The Story fell silent again, and all-embracing silence ensued. It seemed
that everyone in the courtroom was leaning over himself, as if over an
abyss, thinking about himself and what was inside, unknown and malign.
The only one not to succumb to the story and the atmosphere created by the
defendant was the Prosecutor. He immediately asked for permission to
address the Court, wishing to neutralise as soon as possible the
impression that the defendant’s story had left upon the audience.
The Tribeurinal Board, he maintained, had made a number of mistakes. Some
of the judges had become involved in the story of their own accord, thus
supplementing the story in the manner convenient to the defendant. Instead
of trying to suppress the natural inclination to join in and take part as
storytellers, they gave in to it quite carelessly.
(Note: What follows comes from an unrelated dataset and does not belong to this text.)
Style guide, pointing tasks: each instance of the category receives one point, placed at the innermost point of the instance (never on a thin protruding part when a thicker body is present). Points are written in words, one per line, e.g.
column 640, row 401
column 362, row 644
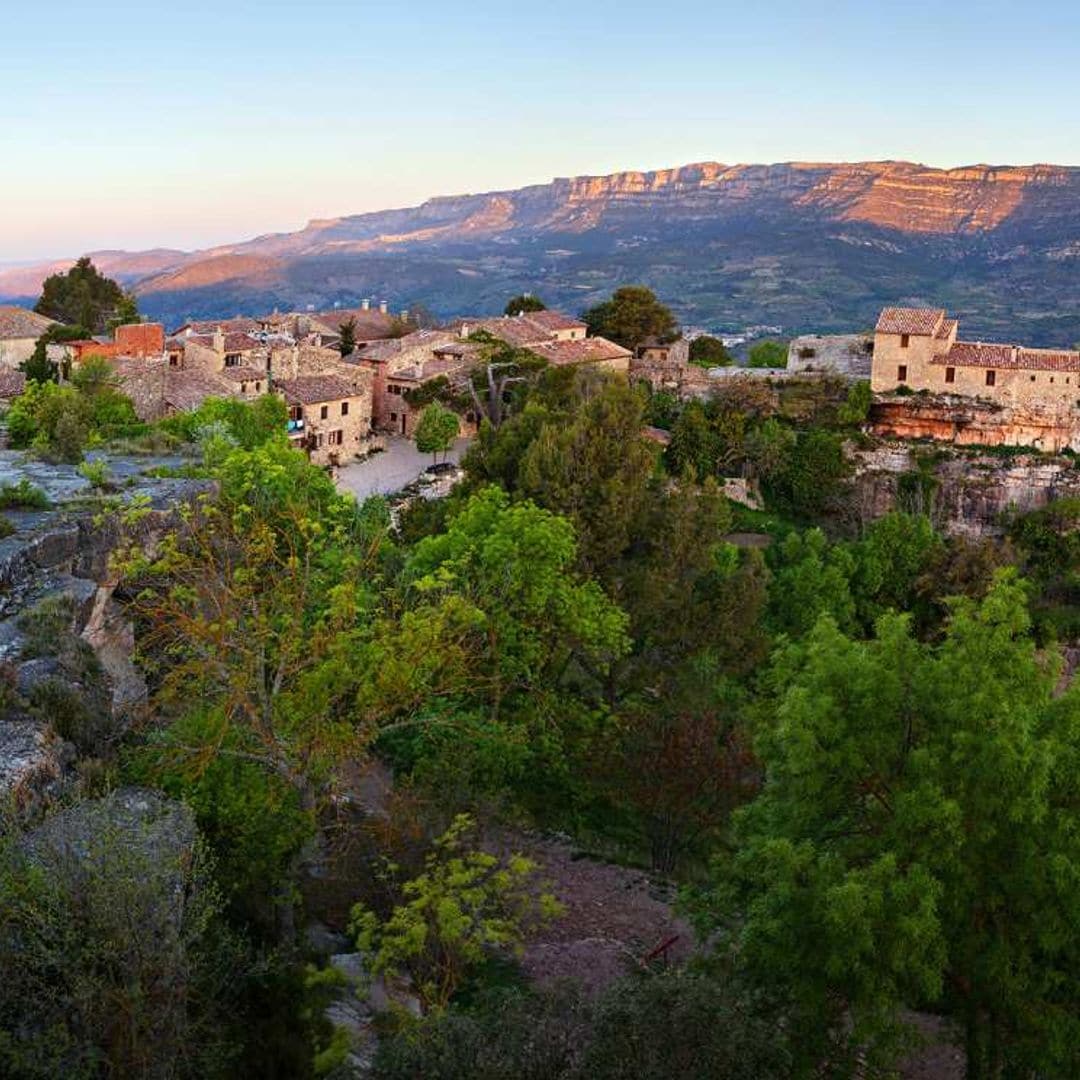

They even went as far
as offering interpretations of the story’s ending from the point of view
of the defendant.
Such acts had no justification in any of the Articles of the Statemute of
the Tribeurinal!
The honourable judges had, therefore, forfeited the right to a personal
opinion and could only rely on his, the Prosecutor’s!
The defendant would be found guilty of what he had indicted it for!
So there!
It was well known, in any case, who had established this Court and why,
who was paying for all this and how much, there was no need to talk about
that publicly!
When the Prosecutor showed a yellow card to the judges, none of those
present at the trial knew who was who. Who was the Prosecutor and who a
judge, who was judging whom and for what purpose, who played what role, so
that they all looked at one another in bewilderment.